OpenAI、Anthropic、Google都在服务条款中明确禁止蒸馏,但如何证明?当一个企业的工程师团队每天产生数万次API调用时,哪些是“正常使用”,哪些是“蒸馏攻击”,边界极其模糊。
Anthropic在2026年6月指控阿里巴巴关联方的案件中,列举了约2.5万个虚假账户和超过2880万次交互——这是能抓住的案例。但有多少蒸馏行为是“抓不住的”?当一家公司的员工在正常编码工作中使用竞品AI工具,然后把生成的代码片段作为参考写入自己的训练数据——这算不算蒸馏?在法律和技术两个维度,答案可能完全不同。
更值得玩味的是Meta的“开源双重标准”。Meta鼓励外部开发者用Llama做任何事情——包括蒸馏式的微调和二次开发。但当外部开发者真的用Llama蒸馏了GPT-4的能力时,Meta成为受益者而非受害者;而如果Meta自己的工程师“不小心”蒸馏了Claude,Meta就从受益者变成了违规方。这种不对称性,恰好揭示了所谓“开源AI”背后的真实商业逻辑:开源是进攻的武器,封闭是防守的盾牌。
数据护城河时代到来
Meta的这道禁令,表面上是内部IT管理政策,实际上是一次行业宣言——AI巨头之间的“数据护城河”正在从概念走向制度。
短期之内,其他AI巨头很可能跟进类似的内部限制政策。Google、微软和Amazon内部都在大量使用竞品AI工具,它们面临同样的蒸馏风险。一旦Meta开了先例,合规团队没有理由不跟进。

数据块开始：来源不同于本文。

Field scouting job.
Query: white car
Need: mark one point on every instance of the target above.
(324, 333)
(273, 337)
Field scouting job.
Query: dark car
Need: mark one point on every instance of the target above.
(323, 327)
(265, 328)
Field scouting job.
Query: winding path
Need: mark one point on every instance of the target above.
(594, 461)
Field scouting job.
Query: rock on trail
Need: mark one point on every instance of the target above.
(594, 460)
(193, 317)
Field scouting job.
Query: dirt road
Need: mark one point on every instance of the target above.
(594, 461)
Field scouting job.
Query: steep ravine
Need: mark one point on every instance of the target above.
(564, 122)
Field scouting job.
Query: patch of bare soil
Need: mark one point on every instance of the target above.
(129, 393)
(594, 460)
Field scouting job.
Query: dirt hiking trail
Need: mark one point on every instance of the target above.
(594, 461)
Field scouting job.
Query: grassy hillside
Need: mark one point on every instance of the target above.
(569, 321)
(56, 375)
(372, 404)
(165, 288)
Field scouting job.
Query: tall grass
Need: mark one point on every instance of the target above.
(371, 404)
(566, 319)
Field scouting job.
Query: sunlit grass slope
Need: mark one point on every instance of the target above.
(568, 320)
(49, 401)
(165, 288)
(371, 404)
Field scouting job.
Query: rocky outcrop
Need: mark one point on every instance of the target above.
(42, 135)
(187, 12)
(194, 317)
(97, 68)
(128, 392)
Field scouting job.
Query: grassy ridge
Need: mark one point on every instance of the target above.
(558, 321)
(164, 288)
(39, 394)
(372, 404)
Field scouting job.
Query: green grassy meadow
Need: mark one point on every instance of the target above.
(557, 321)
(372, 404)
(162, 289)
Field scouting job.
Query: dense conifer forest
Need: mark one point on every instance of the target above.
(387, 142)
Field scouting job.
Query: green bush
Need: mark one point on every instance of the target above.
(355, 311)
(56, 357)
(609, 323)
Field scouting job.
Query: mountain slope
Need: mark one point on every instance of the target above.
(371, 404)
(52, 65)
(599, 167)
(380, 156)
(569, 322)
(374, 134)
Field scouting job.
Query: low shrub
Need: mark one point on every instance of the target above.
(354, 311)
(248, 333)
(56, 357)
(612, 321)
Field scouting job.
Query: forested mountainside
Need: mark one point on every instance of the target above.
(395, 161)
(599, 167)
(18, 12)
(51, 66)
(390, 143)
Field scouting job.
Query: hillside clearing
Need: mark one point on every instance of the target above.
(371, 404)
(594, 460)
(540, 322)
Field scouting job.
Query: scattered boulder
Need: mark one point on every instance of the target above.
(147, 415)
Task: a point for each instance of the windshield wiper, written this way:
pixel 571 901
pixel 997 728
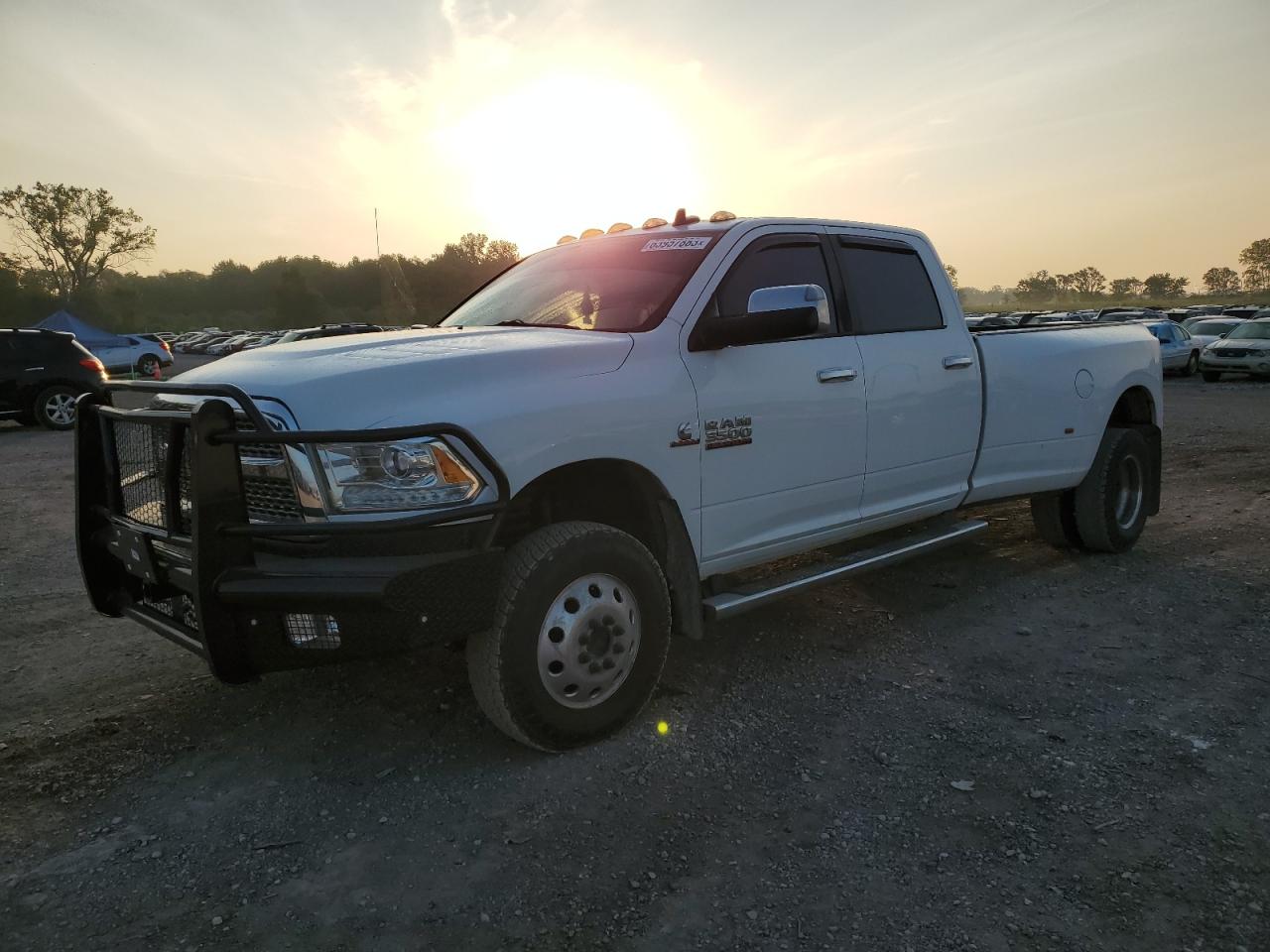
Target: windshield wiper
pixel 518 322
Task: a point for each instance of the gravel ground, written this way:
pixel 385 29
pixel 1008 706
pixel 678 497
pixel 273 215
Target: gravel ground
pixel 998 747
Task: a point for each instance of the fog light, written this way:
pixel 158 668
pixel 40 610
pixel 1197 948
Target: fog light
pixel 318 631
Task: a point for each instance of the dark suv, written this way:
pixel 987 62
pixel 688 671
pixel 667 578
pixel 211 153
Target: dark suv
pixel 327 330
pixel 42 372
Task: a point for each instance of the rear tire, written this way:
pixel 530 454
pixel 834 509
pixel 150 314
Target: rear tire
pixel 579 638
pixel 1055 518
pixel 1111 500
pixel 55 408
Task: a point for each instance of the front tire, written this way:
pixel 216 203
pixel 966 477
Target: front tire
pixel 1111 500
pixel 579 638
pixel 55 408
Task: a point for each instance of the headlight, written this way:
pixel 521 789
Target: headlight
pixel 399 475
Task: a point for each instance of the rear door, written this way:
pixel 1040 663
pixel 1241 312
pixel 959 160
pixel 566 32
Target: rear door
pixel 781 422
pixel 925 398
pixel 9 372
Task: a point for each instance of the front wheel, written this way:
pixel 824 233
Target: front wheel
pixel 579 638
pixel 55 408
pixel 1111 500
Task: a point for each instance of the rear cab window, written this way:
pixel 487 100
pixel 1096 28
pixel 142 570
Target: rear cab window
pixel 888 287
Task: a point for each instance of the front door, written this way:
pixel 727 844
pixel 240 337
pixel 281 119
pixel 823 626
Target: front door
pixel 783 421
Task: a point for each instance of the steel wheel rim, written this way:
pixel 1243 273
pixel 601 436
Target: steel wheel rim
pixel 1130 490
pixel 588 642
pixel 60 408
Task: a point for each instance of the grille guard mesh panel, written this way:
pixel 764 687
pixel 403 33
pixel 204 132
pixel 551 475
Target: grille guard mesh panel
pixel 141 451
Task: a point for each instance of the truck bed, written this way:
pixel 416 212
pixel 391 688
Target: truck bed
pixel 1048 394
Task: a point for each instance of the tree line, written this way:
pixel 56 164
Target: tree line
pixel 72 245
pixel 1091 286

中期来看,“空气间隙”(air-gapped)企业级AI编码工具将迎来需求爆发。像Claude和GPT-4这样的模型如果无法满足企业对数据残留的合规要求,那么真正的赢家可能是那些能提供完全本地部署或私有云方案的AI公司。Meta选择自研MetaCode,本质上就是在走这条路。对于Anthropic和OpenAI而言,这既是挑战也是机会——谁能更快推出让客户放心的企业级部署方案,谁就能在下一个竞争阶段占据优势。
长期来看,蒸馏不会消失。它就像互联网早期的盗版问题——技术和法律会形成一个动态博弈的平衡。真正值得关注的问题是:当蒸馏变得越来越困难之后,那些“借力”起家的AI公司能否找到真正的独立创新路径?
当最慷慨的开源旗手开始砌墙,AI行业才终于意识到——每一片数据都在等待一个主人来认领,而“开放”和“封闭”之间,隔着的不过是一个护城河的宽度。